A large percentage of the set of all potential programs, though theoretically run-able on Turing Machines, are not practically run-able given the finite timescales and computational material resource availability. If there is a layer of causality below this universe, and that layer is made of much smaller and much more abundant stuff, than it is conceivable that Godel's strictures on the size of a computer won't conflict with the notion that this Universe could be an example of a Turning Complete computer capable of running the universe as a program.

But Wolfram doesn't stop there. In addition to asserting that a universe is the result of a computation, he says that we humans (and, or, our technology), will be able to write a small program that perfectly computes the universe and that it will be so simple (both as a program and presumably to write it) that we will be able to run it on almost any minimal computer. His cites as example, "rule 30", the fractal equation variation that seems to produce endless variety along an algorithmic theme, as evidence that this universe describing meta-program, is as easy to discover. One has to ask: "Would the running of such a program bud off another universe, or is Wolfram's assertion intentionally restrained to abstraction space?" Given the boldness of his declaration that the universe is a computation, it is reasonable to assume that his statements regarding the discovery of a program that computes a universe is meant in the literal sense. Surely he can talk to the issue of abstraction space vs. causal space, the advantages and constraints of each, and how programs use this difference to compute different types of problems. If he does, he doesn't reveal this understanding to his audience. The distinction between abstraction and causality is slippery and central to the concept of computation.

I am convinced that Stephen Wolfram is so lost in the emotional motivations that push him towards his "computable universe" rhetoric that none of his considerable powers of intellect can save him from the fact that he didn't get the evolution memo. Evolution IS the computation. If it could happen any faster it would have. If he is simply saying that our new understanding of computation will increase the rate and reach of evolution, well then I agree. But if he is saying that our first awkward steps into computation reveal enough of the unknown to expose the God program, the program that will complete all other programs (in a decade), well I can only say that he is nuts.

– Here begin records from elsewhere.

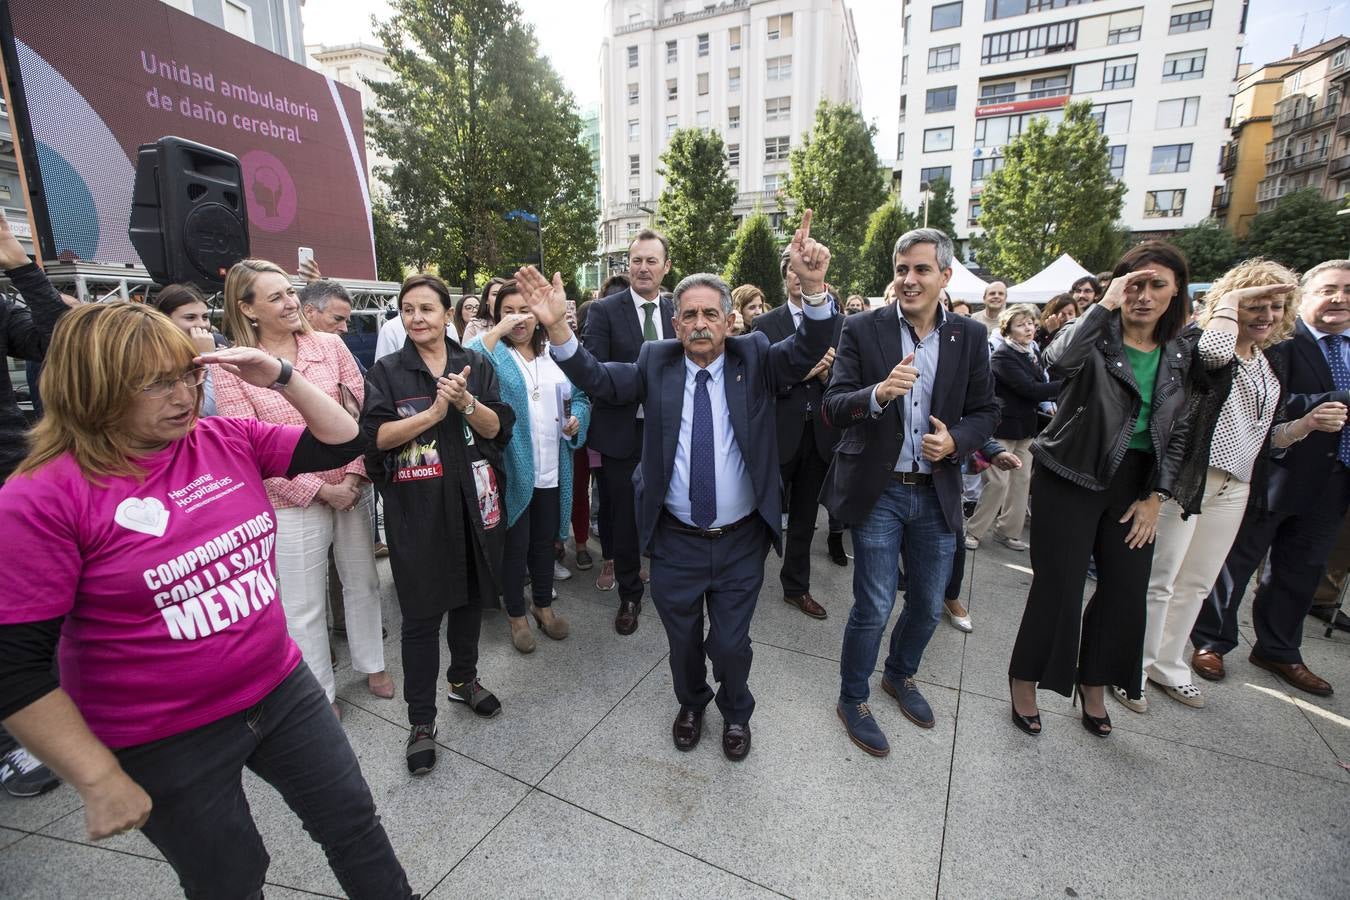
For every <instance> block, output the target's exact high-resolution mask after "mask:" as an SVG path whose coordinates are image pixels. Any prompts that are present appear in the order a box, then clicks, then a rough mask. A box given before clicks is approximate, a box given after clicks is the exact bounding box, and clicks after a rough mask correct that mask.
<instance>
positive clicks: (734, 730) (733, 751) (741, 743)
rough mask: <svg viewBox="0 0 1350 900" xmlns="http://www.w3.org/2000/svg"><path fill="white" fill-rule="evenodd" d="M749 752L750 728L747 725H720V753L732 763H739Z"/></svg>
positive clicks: (750, 730) (725, 724) (750, 749)
mask: <svg viewBox="0 0 1350 900" xmlns="http://www.w3.org/2000/svg"><path fill="white" fill-rule="evenodd" d="M749 752H751V726H749V725H732V723H730V722H728V723H725V725H722V753H725V754H726V758H728V760H730V761H732V762H740V761H741V760H744V758H745V757H747V756H749Z"/></svg>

Stephen is a smart guy. The fact that a mind so capable can overlook, even actively avoid the simple logic that shows terminal flaws in his thesis is yet another reminder of the danger that is hubris. That he never talks to his own motivations, or the potential fallacies upon which his theory depends should be worrisome to anyone listening. I suspect that, like religion, his rhetoric so closely parallels the general human rhetoric, that it will be a rare person who can look behind the curtains and find these logical inconsistencies (no matter how obvious).

I applaud Mr. Wolfram's work. The world is richer as a result. But none of his programming should be taken as guarantee that his theory, at the level of a computational universe is sound.